CNHI News Service
The city of Greenup won’t be pulling out of a joint regional sewer project, as officials had earlier indicated it might.
The city council on Tuesday voted 5-1 to press ahead with the agreement, under which the city will send its waste water to the Wurtland sewer plant for treatment.
Earlier this month, the council expressed misgivings about continuing with the project, citing the as-yet-unknown effects of the February closure of the Sun Chemical Performance Pigments plant at Wurtland and the possibility Greenup sewer customers could see significant increases in their sewer bills as a result.
The council voted 4-1 to instruct City Attorney R. Stephen McGinnis to draft an ordinance rescinding its agreement with Wurtland and Greenup County to join the regional sewer commission. During the same meeting, the council also asked its consulting engineer, Richard Howerton, to complete a feasibility study on upgrading or building a new waste water treatment plant and took action to begin researching the ownership of property north of the current treatment plant in case the city needed to acquire it.
But, on Tuesday, Mayor Lundie Meadows said officials had learned that the city pulling out of the joint agreement would not be greeted favorably by officials with the state Division of Water.
According to Meadows, Shafiq Amawi, the division’s water infrastructure branch manager, paid a visit to Greenup on Monday and made it “abundantly clear” that the state still expected to abide by the order signed by then-Mayor Donna Hewlett in March 2007, under which the city agreed to eventually shutter its own aging sewer plant and tie on with Wurtland.
Amawi also told city officials it “would be in Greenup’s best interest” to proceed with the joint agreement and that failure to do so would result in more stringent enforcement action against the city’s current plant, Meadows said.
The mayor also said Amawi had indicated the division had “taken it easy” on the city with regard to enforcement because of the agreed order, but that Greenup could expect that stance to change dramatically if it backed out of the regional project.
If the scenario ever came to pass, the division could potentially impose hundreds of dollars a day in fines, which could drain the city’s treasury, Meadows said.

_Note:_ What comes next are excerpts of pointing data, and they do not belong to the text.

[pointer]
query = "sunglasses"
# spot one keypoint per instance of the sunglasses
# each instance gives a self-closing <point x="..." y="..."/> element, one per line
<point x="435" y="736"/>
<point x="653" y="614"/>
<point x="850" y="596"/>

Councilman Marty Stephens — who said he was also in on the discussions with Amawi and agreed with Meadows that the city had little choice but to remain part of the joint sewer commission — made the motion for the city to do just that. Councilman Jeff Hurn seconded. Councilman David Black cast the only dissenting vote.
Meadows said he would be contacting Wurtland Mayor Donna Hayes today to inform her the Greenup was still committed to the joint sewer project.
At a special meeting on Friday, Hayes and members of the Wurtland City Commission expressed deep concern over the possibility of Greenup abandoning the project. They said adding customers is critical to the future of the Wurtland sewer plant, which has seen a massive drop in the volume of waste it treats as the result of the Sun Chemical plant closure.
The plant, which opened in 1989, was built primarily to serve the needs of Sun Chemical, which generated 96 percent of the facility’s operating expenses and also covered the majority of its debt service. The plant had a capacity of 1.1 million gallons, far more than what Wurtland needs to serve its residential customers and the other industrial plants in the city.
Under the regional sewer agreement, the line carrying Greenup’s waste to Wurtland will be paid for using a $1.87 million grant. An additional $500,000 has been secured for an eventual extension to Lloyd.
Meadows said he felt the city’s hands were tied to a certain extent by the agreed order and that he still believed the city could break even, or even come out slightly ahead, by building its own new sewer plant.
Meadows said that earlier estimates to build a new plant were between $2 million and $3.5 million, but others said those figures were far too low. Officials also noted the city would still have to secure Division of Water approval to build its own facility.
Wurtland officials have said there will eventually be sewer rate increases as the result of Sun Chemical’s closure, but that it’s too soon to gauge how much rates will be going up because it’s not yet known how much it’s going to cost the city to run the plant, which is being converted from an industrial treatment facility to one that primarily treats household effluent.